Complexity of the Strassen algorithm

Number of multiplications

Calculation of number of multiplications is a trivial task. Let us denote by $M(n)$ number of multiplications used to multiply 2 matrices of sizes $n\times n$ using the divide and conquer concept.
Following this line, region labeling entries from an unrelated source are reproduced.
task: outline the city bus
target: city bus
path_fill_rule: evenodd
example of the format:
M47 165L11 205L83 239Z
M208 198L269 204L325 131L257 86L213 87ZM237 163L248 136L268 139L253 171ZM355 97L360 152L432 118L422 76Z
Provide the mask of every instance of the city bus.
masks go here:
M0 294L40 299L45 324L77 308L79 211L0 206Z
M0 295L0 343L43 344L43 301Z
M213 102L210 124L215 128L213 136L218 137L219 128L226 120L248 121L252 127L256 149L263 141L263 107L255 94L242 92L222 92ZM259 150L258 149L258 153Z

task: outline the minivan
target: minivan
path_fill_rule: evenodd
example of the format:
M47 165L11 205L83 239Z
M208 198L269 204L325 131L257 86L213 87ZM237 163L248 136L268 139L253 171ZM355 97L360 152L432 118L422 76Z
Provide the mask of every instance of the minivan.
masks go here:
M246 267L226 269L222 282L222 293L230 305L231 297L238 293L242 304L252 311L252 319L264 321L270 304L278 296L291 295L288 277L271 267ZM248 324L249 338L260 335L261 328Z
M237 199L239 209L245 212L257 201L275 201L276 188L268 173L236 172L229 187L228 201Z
Then for naïve algorithm we have number of multiplications

$$ M_\text{naive}(n) = 8 M_\text{naive}\left(\frac{n}{2} \right) = 8^2 M_\text{naive}\left(\frac{n}{4} \right) = \dots = 8^{d-1} M(1) = 8^{d} = 8^{\log_2 n} = n^{\log_2 8} = n^3 $$

So, even when using divide and coquer idea we can not be better than $n^3$.
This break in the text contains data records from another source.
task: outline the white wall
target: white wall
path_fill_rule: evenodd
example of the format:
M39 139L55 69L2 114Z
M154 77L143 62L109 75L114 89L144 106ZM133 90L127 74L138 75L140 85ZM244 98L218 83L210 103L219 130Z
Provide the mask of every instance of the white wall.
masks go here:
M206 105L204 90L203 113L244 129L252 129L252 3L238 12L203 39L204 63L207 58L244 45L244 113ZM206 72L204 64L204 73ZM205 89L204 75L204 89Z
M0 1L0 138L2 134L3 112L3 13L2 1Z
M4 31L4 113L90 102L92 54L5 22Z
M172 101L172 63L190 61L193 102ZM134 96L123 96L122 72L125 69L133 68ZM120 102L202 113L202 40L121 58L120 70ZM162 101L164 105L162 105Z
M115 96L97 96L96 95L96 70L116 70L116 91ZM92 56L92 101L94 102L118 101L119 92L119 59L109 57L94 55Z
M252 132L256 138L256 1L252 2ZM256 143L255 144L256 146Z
Let us calculate number of multiplications for the Strassen algorithm:

$$ M_\text{strassen}(n) = 7 M_\text{strassen}\left(\frac{n}{2} \right) = 7^2 M_\text{strassen}\left(\frac{n}{4} \right) = \dots = 7^{d-1} M(1) = 7^{d} = 7^{\log_2 n} = n^{\log_2 7} $$

Number of additions

There is no point to estimate number of addtitions $A(n)$ for naive algorithm, as we already got $n^3$ multiplications.
For the Strassen algorithm we have:

$$ A_\text{strassen}(n) = 7 A_\text{strassen}\left( \frac{n}{2} \right) + 18 \left( \frac{n}{2} \right)^2 $$

since on the first level we have to add $\frac{n}{2}\times \frac{n}{2}$ matrices 18 times and then go deeper for each of the 7 multiplications. Thus,

$$ \begin{split} A_\text{strassen}(n) =& 7 A_\text{strassen}\left( \frac{n}{2} \right) + 18 \left( \frac{n}{2} \right)^2 = 7 \left(7 A_\text{strassen}\left( \frac{n}{4} \right) + 18 \left( \frac{n}{4} \right)^2 \right) + 18 \left( \frac{n}{2} \right)^2 = 7^2 A_\text{strassen}\left( \frac{n}{4} \right) + 7\cdot 18 \left( \frac{n}{4} \right)^2 + 18 \left( \frac{n}{2} \right)^2 = \\ =& \dots = 18 \sum_{k=1}^d 7^{k-1} \left( \frac{n}{2^k} \right)^2 = \frac{18}{4} n^2 \sum_{k=1}^d \left(\frac{7}{4} \right)^{k-1} = \frac{18}{4} n^2 \frac{\left(\frac{7}{4} \right)^d - 1}{\frac{7}{4} - 1} = 6 n^2 \left( \left(\frac{7}{4} \right)^d - 1\right) \leqslant 6 n^2 \left(\frac{7}{4} \right)^d = 6 n^{\log_2 7} \end{split} $$

</font>

(since $4^d = n^2$ and $7^d = n^{\log_2 7}$).

Asymptotic behavior of $A(n)$ could be also found from the master theorem.